= Chen Duansheng =

Chinese novelist and poet (1732–1779)

Chen Duansheng (1751-1796) was a Chinese poet and tanci novelist. She is the author of one of the most famous tanci, Zaishengyuan ("Lovers through Time").

==Biography==
Chen Duansheng was born in Hangzhou, Zhejiang, China. Both her father Chen Yudun and her uncle Chen Yuwan were scholar-officials. Chen Duansheng's grandfather supported education for Chen Duansheng and her two sisters. At age 23 Chen Duansheng married Fan Tan, and they had a daughter and a son.
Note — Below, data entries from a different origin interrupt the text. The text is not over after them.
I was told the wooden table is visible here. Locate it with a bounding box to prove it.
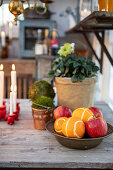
[0,100,113,169]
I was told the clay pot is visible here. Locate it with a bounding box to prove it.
[32,107,53,130]
[75,48,88,58]
[54,77,97,111]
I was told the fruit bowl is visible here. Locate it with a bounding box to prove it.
[46,120,113,150]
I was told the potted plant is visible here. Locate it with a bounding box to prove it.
[29,80,55,130]
[24,6,52,19]
[48,43,99,111]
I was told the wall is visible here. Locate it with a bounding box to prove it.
[49,0,78,36]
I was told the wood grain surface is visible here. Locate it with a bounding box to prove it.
[0,100,113,169]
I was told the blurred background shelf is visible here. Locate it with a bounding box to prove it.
[19,19,57,58]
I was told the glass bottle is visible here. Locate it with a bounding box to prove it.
[50,29,59,47]
[98,0,108,11]
[43,29,50,55]
[35,29,43,55]
[50,29,59,56]
[108,0,113,11]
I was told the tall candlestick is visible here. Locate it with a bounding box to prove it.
[13,85,17,112]
[10,89,13,116]
[9,22,13,40]
[11,64,16,89]
[0,64,4,107]
[1,31,6,47]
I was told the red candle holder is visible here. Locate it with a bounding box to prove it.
[8,110,19,121]
[0,105,6,120]
[7,114,15,125]
[13,111,19,121]
[9,102,20,113]
[17,102,20,114]
[3,101,6,106]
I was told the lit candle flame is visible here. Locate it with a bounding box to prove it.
[0,64,3,71]
[1,31,5,38]
[11,85,13,92]
[12,64,15,71]
[14,85,17,92]
[84,8,87,12]
[9,22,13,29]
[89,10,91,14]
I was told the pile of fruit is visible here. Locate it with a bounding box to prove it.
[54,106,108,138]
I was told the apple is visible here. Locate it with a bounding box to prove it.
[89,107,103,118]
[86,117,108,138]
[54,106,72,119]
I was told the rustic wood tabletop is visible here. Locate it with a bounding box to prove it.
[0,100,113,169]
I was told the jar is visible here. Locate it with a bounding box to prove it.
[98,0,108,11]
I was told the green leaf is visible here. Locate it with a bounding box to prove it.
[73,69,77,74]
[73,62,80,68]
[77,74,85,82]
[65,67,69,74]
[92,66,99,72]
[49,75,55,80]
[80,56,86,62]
[71,75,78,83]
[64,62,69,67]
[84,65,92,71]
[81,68,85,74]
[48,69,54,75]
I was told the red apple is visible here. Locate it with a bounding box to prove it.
[54,106,72,119]
[86,117,108,138]
[89,107,103,118]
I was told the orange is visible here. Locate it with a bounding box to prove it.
[54,117,67,135]
[62,117,85,138]
[72,107,94,123]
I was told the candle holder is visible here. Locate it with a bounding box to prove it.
[8,112,18,121]
[7,114,15,125]
[13,111,19,121]
[3,101,6,106]
[9,102,20,117]
[17,102,20,114]
[0,105,6,120]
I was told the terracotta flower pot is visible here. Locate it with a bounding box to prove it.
[32,107,53,130]
[54,77,97,111]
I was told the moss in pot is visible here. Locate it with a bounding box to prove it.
[32,96,54,110]
[29,80,55,101]
[48,43,99,110]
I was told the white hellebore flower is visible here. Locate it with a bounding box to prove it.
[57,69,61,73]
[71,43,75,53]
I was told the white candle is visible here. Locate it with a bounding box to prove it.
[13,85,17,112]
[1,31,6,47]
[53,86,58,107]
[10,90,13,116]
[9,22,13,40]
[11,64,16,90]
[81,9,91,20]
[0,64,4,107]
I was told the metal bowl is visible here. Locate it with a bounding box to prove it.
[46,120,113,150]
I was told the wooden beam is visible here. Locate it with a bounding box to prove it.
[76,0,80,23]
[95,31,113,66]
[66,11,113,34]
[100,31,105,73]
[82,32,100,64]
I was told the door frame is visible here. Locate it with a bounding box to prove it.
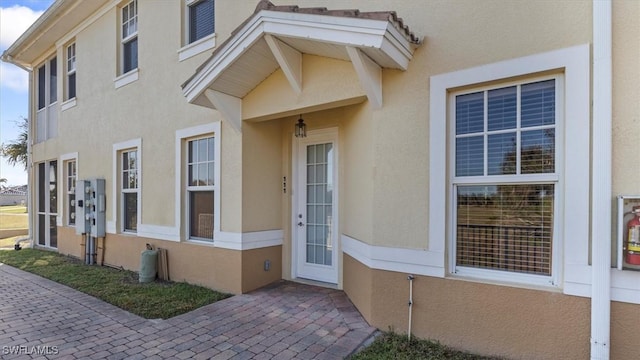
[291,127,339,284]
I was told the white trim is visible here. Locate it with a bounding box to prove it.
[175,122,221,241]
[61,98,77,111]
[429,44,590,290]
[264,34,302,94]
[112,138,142,234]
[137,224,180,242]
[114,69,139,89]
[346,46,382,109]
[291,127,340,284]
[204,89,241,132]
[342,235,445,277]
[60,152,78,228]
[211,230,284,250]
[183,10,417,105]
[178,33,216,62]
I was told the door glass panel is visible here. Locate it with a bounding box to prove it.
[50,215,58,248]
[305,143,332,266]
[38,215,46,245]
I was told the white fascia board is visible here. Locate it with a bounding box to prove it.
[183,10,416,104]
[183,17,266,103]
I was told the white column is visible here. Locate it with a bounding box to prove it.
[591,1,612,359]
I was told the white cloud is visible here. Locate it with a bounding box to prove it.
[0,62,29,92]
[0,5,44,49]
[1,5,44,93]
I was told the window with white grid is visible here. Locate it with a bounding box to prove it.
[66,160,76,226]
[121,0,138,74]
[66,43,76,100]
[121,149,138,232]
[187,136,215,241]
[452,76,560,280]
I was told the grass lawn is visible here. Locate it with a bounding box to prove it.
[0,248,231,319]
[0,206,28,229]
[0,236,24,248]
[351,332,504,360]
[0,205,27,214]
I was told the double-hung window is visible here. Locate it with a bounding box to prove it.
[121,150,138,232]
[187,136,215,241]
[66,43,76,100]
[121,0,138,74]
[187,0,214,44]
[452,76,560,282]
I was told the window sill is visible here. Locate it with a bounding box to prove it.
[178,33,216,62]
[114,69,139,89]
[185,238,215,246]
[451,267,558,290]
[61,98,77,111]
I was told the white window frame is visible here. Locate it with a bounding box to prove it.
[121,149,139,233]
[175,123,221,243]
[429,44,590,290]
[450,75,563,287]
[65,43,76,101]
[178,0,216,62]
[186,135,215,241]
[35,55,58,142]
[61,153,78,227]
[120,0,138,75]
[111,139,142,234]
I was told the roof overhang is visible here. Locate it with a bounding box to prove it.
[182,5,422,132]
[1,0,109,69]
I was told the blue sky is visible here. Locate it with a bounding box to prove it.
[0,0,54,186]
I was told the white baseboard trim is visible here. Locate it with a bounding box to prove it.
[137,224,180,242]
[342,234,445,277]
[214,229,284,250]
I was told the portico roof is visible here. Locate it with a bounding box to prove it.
[182,0,422,131]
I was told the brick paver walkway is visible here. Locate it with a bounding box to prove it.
[0,264,377,359]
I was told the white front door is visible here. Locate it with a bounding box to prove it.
[294,129,338,284]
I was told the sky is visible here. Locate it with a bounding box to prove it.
[0,0,54,186]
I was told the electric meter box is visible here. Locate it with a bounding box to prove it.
[75,179,106,237]
[617,195,640,271]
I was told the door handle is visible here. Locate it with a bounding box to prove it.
[298,222,304,227]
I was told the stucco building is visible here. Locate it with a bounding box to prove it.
[2,1,639,359]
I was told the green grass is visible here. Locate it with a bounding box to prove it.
[0,248,231,319]
[350,332,504,360]
[0,205,27,214]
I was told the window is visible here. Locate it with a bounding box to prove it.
[66,160,77,226]
[121,0,138,74]
[452,77,560,281]
[66,43,76,100]
[121,149,138,232]
[187,136,215,241]
[35,56,58,142]
[188,0,214,44]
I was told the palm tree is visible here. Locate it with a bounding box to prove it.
[0,178,6,190]
[0,117,28,171]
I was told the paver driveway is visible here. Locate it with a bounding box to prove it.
[0,264,377,359]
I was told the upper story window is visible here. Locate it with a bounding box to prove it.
[451,76,560,284]
[36,56,58,142]
[121,0,138,74]
[188,0,214,44]
[66,43,76,100]
[179,0,215,61]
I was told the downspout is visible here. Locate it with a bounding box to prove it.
[591,1,612,359]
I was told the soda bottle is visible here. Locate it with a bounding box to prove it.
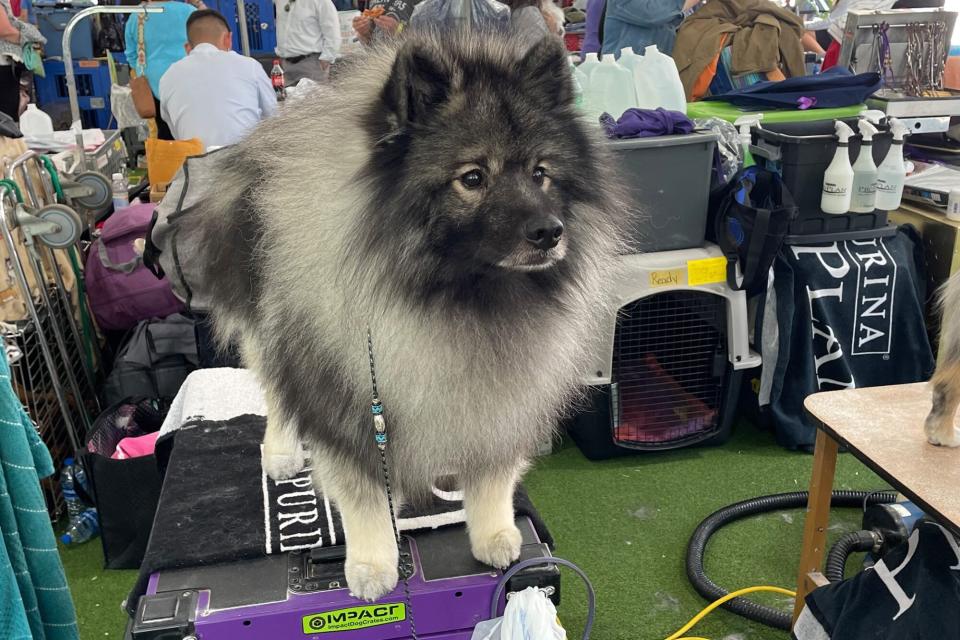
[61,508,99,545]
[271,59,286,101]
[60,458,82,522]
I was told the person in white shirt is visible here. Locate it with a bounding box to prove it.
[274,0,341,84]
[159,10,277,150]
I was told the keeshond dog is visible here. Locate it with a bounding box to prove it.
[185,31,624,601]
[926,271,960,447]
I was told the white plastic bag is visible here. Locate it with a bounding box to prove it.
[471,587,566,640]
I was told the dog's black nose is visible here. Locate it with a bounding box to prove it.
[524,215,564,250]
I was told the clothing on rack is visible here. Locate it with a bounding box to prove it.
[672,0,805,99]
[0,353,79,640]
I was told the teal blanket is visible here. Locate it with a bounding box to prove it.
[0,354,79,640]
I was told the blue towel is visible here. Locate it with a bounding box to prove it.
[0,354,79,640]
[705,67,882,110]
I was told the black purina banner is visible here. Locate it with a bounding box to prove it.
[794,522,960,639]
[262,456,343,554]
[767,229,935,449]
[261,452,472,555]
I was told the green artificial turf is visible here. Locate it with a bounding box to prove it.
[61,422,882,640]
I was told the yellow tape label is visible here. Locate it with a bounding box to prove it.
[687,257,727,286]
[302,603,405,634]
[649,269,684,288]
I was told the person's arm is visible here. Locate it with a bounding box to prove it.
[158,76,172,135]
[0,8,20,44]
[254,63,277,117]
[801,30,826,56]
[316,0,341,65]
[353,14,374,45]
[124,17,137,70]
[604,0,683,28]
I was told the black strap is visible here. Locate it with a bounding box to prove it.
[736,206,771,292]
[285,52,322,64]
[597,0,606,50]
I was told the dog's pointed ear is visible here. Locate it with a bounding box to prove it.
[382,39,454,130]
[519,37,573,110]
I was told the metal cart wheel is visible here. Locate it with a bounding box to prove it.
[71,171,112,211]
[35,204,83,249]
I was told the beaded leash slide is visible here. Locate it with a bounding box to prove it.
[366,328,418,639]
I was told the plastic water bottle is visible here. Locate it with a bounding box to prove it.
[20,103,53,136]
[73,460,90,497]
[589,55,635,120]
[568,60,586,111]
[60,458,83,522]
[618,46,643,76]
[271,59,286,101]
[111,172,127,213]
[61,508,99,545]
[578,51,601,81]
[632,45,687,113]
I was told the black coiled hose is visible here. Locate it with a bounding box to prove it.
[824,530,879,584]
[685,490,898,630]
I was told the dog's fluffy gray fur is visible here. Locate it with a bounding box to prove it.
[926,271,960,447]
[185,31,625,600]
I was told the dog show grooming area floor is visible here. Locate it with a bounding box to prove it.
[62,422,881,640]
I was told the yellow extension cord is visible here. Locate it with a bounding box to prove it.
[663,585,797,640]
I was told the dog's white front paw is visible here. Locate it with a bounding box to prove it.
[471,524,522,569]
[346,555,399,602]
[262,447,305,481]
[927,425,960,448]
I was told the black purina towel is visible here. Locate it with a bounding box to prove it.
[794,521,960,640]
[127,415,552,616]
[766,228,935,450]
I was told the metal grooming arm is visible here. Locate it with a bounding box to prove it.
[236,0,251,56]
[61,5,164,170]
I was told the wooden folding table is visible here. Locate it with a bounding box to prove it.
[792,382,960,624]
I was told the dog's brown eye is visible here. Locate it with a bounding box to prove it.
[532,166,547,184]
[460,169,484,190]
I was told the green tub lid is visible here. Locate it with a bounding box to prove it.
[686,100,868,124]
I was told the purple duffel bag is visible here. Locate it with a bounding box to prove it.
[86,203,184,331]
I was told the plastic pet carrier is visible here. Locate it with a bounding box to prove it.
[567,244,760,459]
[750,119,896,244]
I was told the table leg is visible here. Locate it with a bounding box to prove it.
[792,428,840,625]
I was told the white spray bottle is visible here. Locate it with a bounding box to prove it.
[821,120,855,215]
[734,113,763,168]
[875,118,910,211]
[850,119,879,213]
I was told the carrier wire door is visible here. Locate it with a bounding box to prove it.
[611,290,729,449]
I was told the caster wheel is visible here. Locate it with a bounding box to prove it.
[71,171,112,211]
[36,204,82,249]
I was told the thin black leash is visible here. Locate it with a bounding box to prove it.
[366,328,418,640]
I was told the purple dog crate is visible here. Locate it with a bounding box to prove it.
[128,517,559,639]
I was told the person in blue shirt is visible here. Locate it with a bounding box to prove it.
[124,0,202,139]
[601,0,698,56]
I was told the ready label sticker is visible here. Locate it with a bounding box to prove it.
[687,257,727,287]
[649,268,685,288]
[302,603,406,634]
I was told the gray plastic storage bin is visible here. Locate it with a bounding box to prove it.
[609,131,717,253]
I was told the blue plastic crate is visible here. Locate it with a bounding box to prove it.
[35,6,96,59]
[206,0,277,56]
[35,59,114,130]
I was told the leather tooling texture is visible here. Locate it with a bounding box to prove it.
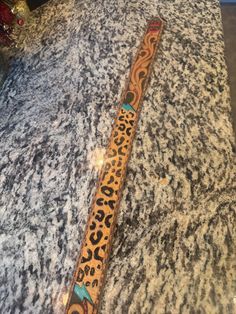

Fan Tan was later exiled for allegedly asking a substitute to take the imperial examination for him. She died in 1796.

==Writing==
Chen Duansheng began writing at the age of 17. Because her grandfather did not respect the tanci genre, she had to write in secret. Chen Duansheng wrote 16 volumes with four chapters each of her magnum opus Zai sheng Yuan by 1770. After her mother died, Chen Duansheng did not write again until 1784 when she completed one more four chapter volume. After her death, Liang Desheng picked up the work and completed three more volumes of Zai sheng Yuan, resulting in a twenty volume work.

==Sources==
- Sung, Marina H. The Narrative Art of Tsai-sheng-yüan: A Feminist Vision in Traditional Confucian Society. San Francisco: Chinese Materials Center Publications, 1994.
- Wu, Qingyun. Female Rule in Chinese and English Literary Utopias. Syracuse, N.Y.: Syracuse University Press, 1995. Chapter 3 analyzes Zaisheng yuan and compares it with Lady Florence Dixie's Gloriana; or, The Revolution of 1900.